Эмилем Юсуф стал — в телетитрах — во время карабахского конфликта. Имя, распространенное в Азербайджане, — могли обвинить в необъективности… За пятнадцать лет стрингерства он побывал в тридцати четырех “горячих точках”. В Баку снимал, как азербайджанцы резали армян. В Фергане — как узбеки резали турок-месхетинцев. В Киргизии, в Оше — как киргизы резали уже узбеков. В Тбилиси — как штурмовали дворец Гамсахурдии. В Карабахе — как два села полтора года имитировали войну (ни одного убитого, один раненый, и то случайно); стрельба прекращалась ровно в двадцать ноль-ноль — все шли смотреть по ящику “Дикую Розу”…

Но таких жизнеутверждающих курьезов в духе фильмов Кустурицы было раз-два и обчелся, а в основном — мясорубка. На ирано-иракском фронте (“настоящая, скажу тебе, Курская дуга была!…”), в Афгане, в Приднестровье, в Югославии, в Южной Осетии, в Абхазии, на Первой чеченской и на Второй…

После нескольких рейдов в самом начале Второй чеченской кампании Юсуф со стрингерства “слез”. Бесповоротно. И никому (во всяком случае — никому из наших общих знакомых) ни разу не обмолвился, из-за чего именно. Хотя прочими воспоминаниями делился с остроумным равнодушием и обилием красочно-жутких подробностей. Хотя сам же говорил, что стрингером перестать быть трудней, чем наркоманом…

Я с кавалером орденов и медалей — Красной Звезды, “За мужество”, “За личное мужество”, обладателем парочки бешено дорогих часов от Саддама Хусейна (оделявшего ими тех журналистов, которым посчастливилось добиться интервью), самым, наверное, знаменитым из полутора десятков русских стрингеров-профи (всего по миру активно действующих стрингеров — человек семьдесят) Юсуфом Нурсалиевым познакомился, когда стрингерство для него уже осталось в прошлом. На нормальной московской коллективной пьянке — со сменяющимся составом участников и непрогнозируемым перемещением из ресторана на антикварно обставленную квартиру дочки великого кинооператора Рерберга (на Тверской, напротив Долгорукого), оттуда — на седьмой этаж Дома аспирантов и студентов МГУ… В ДАСе, оказалось, обитал именно приятель Юсуфа — контуженный афганец Хатак. В обоих смыслах афганец — и по месту рождения (а так он был, кажется, таджик), и по “ветеранству” (воевал в армии ДРА, потом — иммигрировал в СССР)… С Хатаком разговаривать было одновременно весьма сложно (приходилось реветь на манер прогреваемого реактивного движка) и очень просто (на все твои реплики он реагировал совершенно одинаково: благодушным покачиванием головы и кривоватой ухмылкой). Хатаковы соотечественники тут же, в перегороженном фанерными стенками ДАСовском помещении калибра школьного класса деловито варили в кастрюльке что-то на опийной основе, Нурсалиев (которого собутыльники любили сокращать до НУРСа — неуправляемого ракетного снаряда), не глядя, утилизировал через окно очередные полбанки из-под “Кузьмича”, а я меланхолично представлял, как этот пузырь добавит чудесности растущему под аспирантско-студенческими окнами “чудо-дереву”: какой-то банальнейшей условной ольхе, чьи ветки сплошь были увешаны подобным же образом утилизированными презервативами.

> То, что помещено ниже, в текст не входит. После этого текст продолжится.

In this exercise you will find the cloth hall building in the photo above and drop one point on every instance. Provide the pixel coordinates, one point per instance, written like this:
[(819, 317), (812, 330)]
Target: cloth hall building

Поставив крест на “своей войне”, Нурс отрастил хайр и заплел его в дреды (“всегда хотелось, но на фронте же запаришься с такой прической…”) и стал снимать экстримные спортивные репортажи и экстримные же реалити-шоу. Когда в очередном “Русском экстриме” кто-нибудь куда-нибудь прыгает, карабкается или погружается, то человеком, о котором ты в процессе глядения на экран не задумываешься, но благодаря которому (тому, что он тоже — прыгает, карабкается и погружается) на это глядишь, сплошь и рядом бывает Юсуф.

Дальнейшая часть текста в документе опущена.